Cardiac pathological outcome of metabolic remodeling is difficult to model using cardiomyocytes derived from human-induced pluripotent stem cells (hiPSC-CMs) due to low metabolic maturation.
hiPSC-CM spheres were treated with AMP-activated protein kinase (AMPK) activators and examined for hiPSC-CM maturation features, molecular changes and the response to pathological stimuli.

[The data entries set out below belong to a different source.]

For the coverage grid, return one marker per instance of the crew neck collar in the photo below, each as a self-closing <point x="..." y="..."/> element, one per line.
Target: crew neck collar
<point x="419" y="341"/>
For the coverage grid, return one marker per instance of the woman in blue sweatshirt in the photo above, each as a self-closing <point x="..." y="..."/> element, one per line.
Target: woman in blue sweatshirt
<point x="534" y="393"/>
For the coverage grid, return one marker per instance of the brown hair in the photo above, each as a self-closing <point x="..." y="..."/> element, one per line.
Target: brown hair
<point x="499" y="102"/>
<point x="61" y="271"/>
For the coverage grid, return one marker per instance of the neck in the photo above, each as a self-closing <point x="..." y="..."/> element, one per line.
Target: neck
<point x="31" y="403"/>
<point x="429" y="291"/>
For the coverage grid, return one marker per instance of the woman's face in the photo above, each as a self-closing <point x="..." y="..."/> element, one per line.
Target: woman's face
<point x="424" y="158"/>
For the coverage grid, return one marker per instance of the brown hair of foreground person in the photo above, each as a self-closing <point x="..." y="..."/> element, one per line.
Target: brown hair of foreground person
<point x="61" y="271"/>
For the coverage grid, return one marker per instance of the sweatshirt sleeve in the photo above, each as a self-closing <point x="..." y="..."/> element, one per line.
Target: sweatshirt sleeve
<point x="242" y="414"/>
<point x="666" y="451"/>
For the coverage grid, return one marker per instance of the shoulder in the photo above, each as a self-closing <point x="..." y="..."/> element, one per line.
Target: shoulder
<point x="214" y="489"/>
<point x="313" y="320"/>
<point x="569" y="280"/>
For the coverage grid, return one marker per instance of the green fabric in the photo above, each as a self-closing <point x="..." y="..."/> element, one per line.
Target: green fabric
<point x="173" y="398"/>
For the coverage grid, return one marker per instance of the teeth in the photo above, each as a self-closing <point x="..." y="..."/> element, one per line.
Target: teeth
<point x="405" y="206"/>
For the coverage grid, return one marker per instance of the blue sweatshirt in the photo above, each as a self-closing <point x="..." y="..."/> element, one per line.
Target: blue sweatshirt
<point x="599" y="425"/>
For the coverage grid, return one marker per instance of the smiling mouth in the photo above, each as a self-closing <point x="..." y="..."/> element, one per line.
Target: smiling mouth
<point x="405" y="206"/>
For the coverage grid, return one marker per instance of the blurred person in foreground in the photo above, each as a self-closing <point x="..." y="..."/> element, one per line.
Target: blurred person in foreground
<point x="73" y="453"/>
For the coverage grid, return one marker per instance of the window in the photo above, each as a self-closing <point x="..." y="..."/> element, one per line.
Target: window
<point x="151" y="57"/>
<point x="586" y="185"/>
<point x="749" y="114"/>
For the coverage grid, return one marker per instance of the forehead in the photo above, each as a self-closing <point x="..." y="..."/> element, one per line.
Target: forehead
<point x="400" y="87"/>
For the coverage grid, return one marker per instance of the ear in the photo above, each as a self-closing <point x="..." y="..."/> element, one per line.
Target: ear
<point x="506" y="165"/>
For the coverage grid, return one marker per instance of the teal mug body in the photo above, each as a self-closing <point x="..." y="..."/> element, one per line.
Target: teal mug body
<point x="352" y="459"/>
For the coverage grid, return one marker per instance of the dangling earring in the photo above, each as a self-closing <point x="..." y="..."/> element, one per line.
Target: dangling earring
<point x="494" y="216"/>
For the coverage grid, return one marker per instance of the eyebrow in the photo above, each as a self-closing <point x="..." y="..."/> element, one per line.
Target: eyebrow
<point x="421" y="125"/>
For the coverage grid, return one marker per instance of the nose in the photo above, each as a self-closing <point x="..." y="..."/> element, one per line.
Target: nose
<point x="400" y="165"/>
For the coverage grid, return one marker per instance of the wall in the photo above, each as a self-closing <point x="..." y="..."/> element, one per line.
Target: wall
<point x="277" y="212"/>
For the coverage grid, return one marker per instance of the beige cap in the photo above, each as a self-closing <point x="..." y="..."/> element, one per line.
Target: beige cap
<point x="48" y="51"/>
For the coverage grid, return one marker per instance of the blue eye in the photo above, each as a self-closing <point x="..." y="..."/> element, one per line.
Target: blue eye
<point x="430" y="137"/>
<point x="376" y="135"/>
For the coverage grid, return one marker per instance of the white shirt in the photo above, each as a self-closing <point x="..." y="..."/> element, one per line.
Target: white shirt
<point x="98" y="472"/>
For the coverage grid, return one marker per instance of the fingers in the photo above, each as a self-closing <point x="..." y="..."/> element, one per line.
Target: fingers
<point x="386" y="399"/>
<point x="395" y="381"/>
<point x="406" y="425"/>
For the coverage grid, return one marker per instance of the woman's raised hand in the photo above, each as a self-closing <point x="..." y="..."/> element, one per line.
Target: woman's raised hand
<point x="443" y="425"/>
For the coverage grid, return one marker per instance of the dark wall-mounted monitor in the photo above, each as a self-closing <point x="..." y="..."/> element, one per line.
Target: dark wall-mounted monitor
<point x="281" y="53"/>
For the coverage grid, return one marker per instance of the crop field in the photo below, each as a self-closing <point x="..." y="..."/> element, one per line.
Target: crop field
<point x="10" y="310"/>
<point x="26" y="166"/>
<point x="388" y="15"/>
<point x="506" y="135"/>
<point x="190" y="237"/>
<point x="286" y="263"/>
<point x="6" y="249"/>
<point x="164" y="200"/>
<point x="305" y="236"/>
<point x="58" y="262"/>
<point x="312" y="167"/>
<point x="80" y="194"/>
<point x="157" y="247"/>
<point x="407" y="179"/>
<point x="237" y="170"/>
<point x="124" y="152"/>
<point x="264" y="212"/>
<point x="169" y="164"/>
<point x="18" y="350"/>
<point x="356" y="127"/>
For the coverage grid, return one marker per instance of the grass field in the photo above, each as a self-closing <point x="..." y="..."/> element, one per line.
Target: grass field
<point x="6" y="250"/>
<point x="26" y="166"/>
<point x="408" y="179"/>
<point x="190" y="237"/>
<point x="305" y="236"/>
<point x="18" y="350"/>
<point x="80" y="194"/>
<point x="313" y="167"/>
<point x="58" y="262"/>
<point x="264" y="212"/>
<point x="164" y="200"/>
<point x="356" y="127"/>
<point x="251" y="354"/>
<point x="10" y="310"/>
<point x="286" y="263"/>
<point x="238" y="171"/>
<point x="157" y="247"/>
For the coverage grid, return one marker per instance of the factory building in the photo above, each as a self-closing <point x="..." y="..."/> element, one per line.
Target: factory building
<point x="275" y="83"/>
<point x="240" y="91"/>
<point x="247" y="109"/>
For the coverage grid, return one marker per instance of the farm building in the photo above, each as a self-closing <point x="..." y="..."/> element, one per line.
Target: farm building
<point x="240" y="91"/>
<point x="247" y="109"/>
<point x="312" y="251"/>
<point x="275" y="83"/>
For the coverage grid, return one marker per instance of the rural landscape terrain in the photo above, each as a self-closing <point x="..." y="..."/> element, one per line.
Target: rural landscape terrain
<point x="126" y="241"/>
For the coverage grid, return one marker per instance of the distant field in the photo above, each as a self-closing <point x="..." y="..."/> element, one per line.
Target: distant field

Treatment of hiPSC-CMs with AMPK activators increased ATP content, mitochondrial membrane potential and content, mitochondrial DNA, mitochondrial function and fatty acid uptake, indicating increased metabolic maturation. Conversely, the knockdown of AMPK inhibited mitochondrial maturation of hiPSC-CMs. In addition, AMPK activator-treated hiPSC-CMs had improved structural development and functional features—including enhanced Ca2+transient kinetics and increased contraction. Transcriptomic, proteomic and metabolomic profiling identified differential levels of expression of genes, proteins and metabolites associated with a molecular signature of mature cardiomyocytes in AMPK activator-treated hiPSC-CMs. In response to pathological stimuli, AMPK activator-treated hiPSC-CMs had increased glycolysis, and other pathological outcomes compared to untreated cells.
AMPK activator-treated cardiac spheres could serve as a valuable model to gain novel insights into cardiac diseases.